Interoperability
Organizations can struggle with data access and routine functions that require use of systems with different communication protocols, data formats, and even original programming languages.
These challenges can lead to inefficiencies, redundant processes, and impaired real-time data flow, compromising operational effectiveness and strategic decision-making.
Lymba employs a novel AI framework based on a Mixture of Expert Large Language Models (MoE LLM) and an AI agent-based hybrid system approach to automate system integration tasks such as message mapping, data unification, API integration, schema alignment among others.
The following example use-cases and real-world scenarios illustrate the applications of our solution.
(1) For integrating a legacy COBOL logistics system with a modern JSON-based maintenance system, the ELITE AI framework will automatically analyze their disparate data formats and enable on-the-fly conversion.
(2) For consolidating disparate messaging protocols from legacy and modern Army systems, the ELITE AI framework will act as a bridge, converting proprietary formats to a standard Enterprise Service Bus (ESB) interface on the fly.
(3) For achieving semantic data unification from disparate battlefield sensors, the ELITE AI framework will consolidate telemetry from sources like UAVs and radars, which use varying formats and units, into a normalized dataset.

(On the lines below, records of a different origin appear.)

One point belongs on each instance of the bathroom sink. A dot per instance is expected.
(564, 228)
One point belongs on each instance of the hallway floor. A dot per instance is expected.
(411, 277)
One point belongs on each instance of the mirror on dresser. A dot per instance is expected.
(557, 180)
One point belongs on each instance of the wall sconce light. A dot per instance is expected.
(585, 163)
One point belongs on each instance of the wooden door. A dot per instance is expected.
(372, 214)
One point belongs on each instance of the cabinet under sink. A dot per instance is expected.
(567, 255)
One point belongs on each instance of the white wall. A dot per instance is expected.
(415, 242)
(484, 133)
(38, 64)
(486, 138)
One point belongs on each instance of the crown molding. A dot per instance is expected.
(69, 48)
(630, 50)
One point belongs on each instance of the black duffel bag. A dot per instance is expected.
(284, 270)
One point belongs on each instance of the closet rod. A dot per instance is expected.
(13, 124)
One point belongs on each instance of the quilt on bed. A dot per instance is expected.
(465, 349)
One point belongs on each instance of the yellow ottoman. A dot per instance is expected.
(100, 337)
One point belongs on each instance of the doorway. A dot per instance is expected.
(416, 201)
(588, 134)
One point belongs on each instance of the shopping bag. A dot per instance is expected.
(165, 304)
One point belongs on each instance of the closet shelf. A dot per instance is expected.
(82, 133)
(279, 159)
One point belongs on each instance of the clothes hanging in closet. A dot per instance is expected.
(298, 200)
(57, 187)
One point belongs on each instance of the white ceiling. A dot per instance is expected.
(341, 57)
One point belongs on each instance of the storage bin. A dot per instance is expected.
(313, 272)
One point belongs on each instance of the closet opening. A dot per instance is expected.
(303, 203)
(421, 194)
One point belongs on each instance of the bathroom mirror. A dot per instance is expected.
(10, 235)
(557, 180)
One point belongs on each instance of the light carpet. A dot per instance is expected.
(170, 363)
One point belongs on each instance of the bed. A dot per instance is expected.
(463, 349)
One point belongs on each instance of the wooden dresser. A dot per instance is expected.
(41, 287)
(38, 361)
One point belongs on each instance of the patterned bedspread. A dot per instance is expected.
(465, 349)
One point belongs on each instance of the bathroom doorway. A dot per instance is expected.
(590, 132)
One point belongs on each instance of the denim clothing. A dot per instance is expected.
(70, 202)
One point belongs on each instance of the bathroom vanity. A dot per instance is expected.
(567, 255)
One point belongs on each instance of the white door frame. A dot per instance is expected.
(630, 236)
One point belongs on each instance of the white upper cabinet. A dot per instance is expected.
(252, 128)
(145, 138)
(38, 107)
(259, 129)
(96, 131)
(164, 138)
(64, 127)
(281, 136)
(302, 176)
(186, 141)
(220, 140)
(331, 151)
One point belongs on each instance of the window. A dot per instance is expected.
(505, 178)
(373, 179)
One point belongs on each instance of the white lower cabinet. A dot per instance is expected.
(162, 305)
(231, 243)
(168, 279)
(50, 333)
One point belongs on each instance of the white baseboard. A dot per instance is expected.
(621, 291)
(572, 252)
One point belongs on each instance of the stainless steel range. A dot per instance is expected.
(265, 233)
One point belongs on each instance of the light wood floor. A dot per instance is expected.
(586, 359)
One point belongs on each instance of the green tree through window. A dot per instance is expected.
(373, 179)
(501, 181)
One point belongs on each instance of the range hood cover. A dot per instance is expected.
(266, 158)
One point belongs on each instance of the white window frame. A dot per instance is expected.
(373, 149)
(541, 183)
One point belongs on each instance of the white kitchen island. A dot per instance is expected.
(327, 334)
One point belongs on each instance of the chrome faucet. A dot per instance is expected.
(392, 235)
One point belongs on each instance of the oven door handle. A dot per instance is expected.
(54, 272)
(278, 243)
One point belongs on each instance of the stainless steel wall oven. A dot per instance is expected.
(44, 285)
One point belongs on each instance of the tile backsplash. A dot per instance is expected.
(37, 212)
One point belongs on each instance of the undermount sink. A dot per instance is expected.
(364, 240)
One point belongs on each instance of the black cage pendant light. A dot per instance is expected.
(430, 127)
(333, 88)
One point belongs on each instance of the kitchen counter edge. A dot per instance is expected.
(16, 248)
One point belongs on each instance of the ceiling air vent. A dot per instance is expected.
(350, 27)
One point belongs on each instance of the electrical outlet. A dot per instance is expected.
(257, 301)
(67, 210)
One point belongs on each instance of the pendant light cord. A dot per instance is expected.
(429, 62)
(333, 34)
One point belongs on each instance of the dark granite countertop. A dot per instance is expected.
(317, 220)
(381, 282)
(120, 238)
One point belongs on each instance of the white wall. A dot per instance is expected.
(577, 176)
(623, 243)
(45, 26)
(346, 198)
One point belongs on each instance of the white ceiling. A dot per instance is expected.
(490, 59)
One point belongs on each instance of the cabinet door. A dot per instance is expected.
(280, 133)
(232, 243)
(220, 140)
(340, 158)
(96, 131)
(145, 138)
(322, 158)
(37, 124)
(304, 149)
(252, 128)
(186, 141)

(4) For unstructured text mining, the ELITE AI framework will enhance interoperability by extracting structured information from natural language text like notes and emails, enabling systems with unstructured data to interact with structured data systems
(5) For dynamic service creation, the ELITE AI framework will automate rapid integration of systems by scanning technical documentation like API documents and dynamically generating API endpoints for data transfer, minimizing configuration effort
This architecture is highly scalable, enabling seamless integration of new agents for emerging tasks and additional expert submodels for enhanced performance in new operational domains. The multi-agent framework ensures improved quality of integrations through specialized components focused on well-defined tasks, reducing errors and enhancing reliability via validation and conflict resolution mechanisms.